One could argue that such thinking reflects pragmatism rather than complacency. Budgets aren’t infinite, and countries face a multitude of pressing problems. If one threat goes away, doesn’t it make sense to divert resources to others? This argument fails for three major reasons. First, and most obvious, the threat didn’t go away! Even when the coronavirus reaches endemicity (which it very much hasn’t yet), an endemic threat isn’t one that can be ignored but one that must be managed—which requires regular investment of the kind that Congress saw fit to deny. Second, preventing epidemics is far more cost-effective than dealing with their consequences, and allocating funds only when a threat is knocking on our door is economic folly.
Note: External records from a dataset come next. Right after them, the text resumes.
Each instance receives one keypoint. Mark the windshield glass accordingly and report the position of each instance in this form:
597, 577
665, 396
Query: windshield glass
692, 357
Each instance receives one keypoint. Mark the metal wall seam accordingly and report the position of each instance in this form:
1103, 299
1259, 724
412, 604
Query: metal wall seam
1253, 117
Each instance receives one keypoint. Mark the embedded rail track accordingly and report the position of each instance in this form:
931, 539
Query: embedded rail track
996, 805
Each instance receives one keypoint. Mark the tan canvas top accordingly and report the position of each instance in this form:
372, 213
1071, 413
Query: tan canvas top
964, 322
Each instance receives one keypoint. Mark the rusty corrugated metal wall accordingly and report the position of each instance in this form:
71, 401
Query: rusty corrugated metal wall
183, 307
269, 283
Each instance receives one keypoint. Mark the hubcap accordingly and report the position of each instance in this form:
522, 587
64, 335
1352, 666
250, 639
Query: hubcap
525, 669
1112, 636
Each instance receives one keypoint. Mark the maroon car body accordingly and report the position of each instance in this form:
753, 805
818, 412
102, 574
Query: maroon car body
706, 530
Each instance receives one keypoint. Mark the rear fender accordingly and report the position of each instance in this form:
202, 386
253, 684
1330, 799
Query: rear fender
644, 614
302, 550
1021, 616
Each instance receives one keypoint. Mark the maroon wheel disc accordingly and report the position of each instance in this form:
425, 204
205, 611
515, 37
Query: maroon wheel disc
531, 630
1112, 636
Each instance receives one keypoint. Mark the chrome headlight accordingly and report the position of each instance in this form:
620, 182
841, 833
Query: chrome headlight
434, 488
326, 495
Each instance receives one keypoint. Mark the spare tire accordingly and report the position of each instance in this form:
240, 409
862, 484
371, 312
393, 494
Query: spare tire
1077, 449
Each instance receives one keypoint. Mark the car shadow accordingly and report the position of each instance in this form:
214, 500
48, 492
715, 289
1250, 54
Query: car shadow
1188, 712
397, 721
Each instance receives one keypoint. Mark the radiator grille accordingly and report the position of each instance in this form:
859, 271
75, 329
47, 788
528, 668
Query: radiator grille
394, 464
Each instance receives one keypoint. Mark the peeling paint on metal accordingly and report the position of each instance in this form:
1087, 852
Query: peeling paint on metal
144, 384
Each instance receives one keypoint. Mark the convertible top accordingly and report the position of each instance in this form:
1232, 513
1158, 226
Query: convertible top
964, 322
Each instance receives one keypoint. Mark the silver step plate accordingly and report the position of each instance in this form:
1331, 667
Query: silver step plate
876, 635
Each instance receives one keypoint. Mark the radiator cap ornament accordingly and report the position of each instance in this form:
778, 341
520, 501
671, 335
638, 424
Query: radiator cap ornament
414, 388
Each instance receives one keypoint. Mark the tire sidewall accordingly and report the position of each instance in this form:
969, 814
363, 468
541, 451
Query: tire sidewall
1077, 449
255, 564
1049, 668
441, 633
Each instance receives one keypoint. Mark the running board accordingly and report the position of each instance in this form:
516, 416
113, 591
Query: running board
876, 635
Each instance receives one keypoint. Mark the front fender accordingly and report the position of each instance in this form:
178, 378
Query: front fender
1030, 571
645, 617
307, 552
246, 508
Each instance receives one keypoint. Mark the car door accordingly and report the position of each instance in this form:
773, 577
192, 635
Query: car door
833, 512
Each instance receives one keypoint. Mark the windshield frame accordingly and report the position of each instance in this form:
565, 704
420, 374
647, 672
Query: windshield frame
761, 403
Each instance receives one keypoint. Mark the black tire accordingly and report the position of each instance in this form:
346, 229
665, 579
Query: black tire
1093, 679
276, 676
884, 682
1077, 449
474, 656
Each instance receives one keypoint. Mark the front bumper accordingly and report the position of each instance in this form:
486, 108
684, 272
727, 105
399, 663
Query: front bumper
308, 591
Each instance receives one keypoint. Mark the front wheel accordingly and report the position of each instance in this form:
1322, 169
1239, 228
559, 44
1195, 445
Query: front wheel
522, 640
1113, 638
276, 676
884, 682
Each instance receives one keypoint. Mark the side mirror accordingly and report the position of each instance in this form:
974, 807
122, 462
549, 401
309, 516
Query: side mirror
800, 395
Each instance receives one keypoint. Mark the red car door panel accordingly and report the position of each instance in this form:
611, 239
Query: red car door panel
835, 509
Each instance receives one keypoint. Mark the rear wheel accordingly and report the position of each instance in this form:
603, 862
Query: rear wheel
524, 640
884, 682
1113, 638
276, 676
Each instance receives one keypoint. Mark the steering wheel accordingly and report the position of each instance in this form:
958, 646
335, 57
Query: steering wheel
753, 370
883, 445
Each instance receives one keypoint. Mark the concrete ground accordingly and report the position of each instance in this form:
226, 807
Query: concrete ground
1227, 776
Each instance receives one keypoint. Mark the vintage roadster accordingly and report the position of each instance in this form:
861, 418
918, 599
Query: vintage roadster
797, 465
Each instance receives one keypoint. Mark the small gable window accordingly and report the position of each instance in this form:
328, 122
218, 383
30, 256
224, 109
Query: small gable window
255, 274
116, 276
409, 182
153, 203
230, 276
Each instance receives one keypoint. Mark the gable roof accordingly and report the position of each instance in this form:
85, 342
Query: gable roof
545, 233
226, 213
Third, many of the measures that would make a difference against COVID—better ventilation, paid sick leave, equitable health care, a stronger public-health infrastructure—would also protect people from other diseases and health problems. In this respect, even the $15 billion that the White House asked for (and now won’t get) is insufficient. And to consider such money as “COVID funding” is part of the problem—a misguided approach of tackling health problems one by one, instead of fixing the inequities that underlie them all.
These dynamics might occur for many of the same reasons that I identified in a recent article about why much of the U.S. has normalized so many COVID deaths. The virus is invisible. The ruin it inflicts is hidden from public view. The pandemic has gone on for two long years, turning tragedy into routine and breeding fatalism from failure. Older, disabled, poor, Black, or brown Americans, whose excess deaths were tolerated long before COVID, have borne the brunt of the pandemic, while privileged people have had the swiftest access to medical interventions—and have been quickest to declare the crisis over. A country that so readily forgets its dead is surely prone to also forgetting the lessons of the all-too-recent past, setting itself up for further failure in an all-too-imminent future.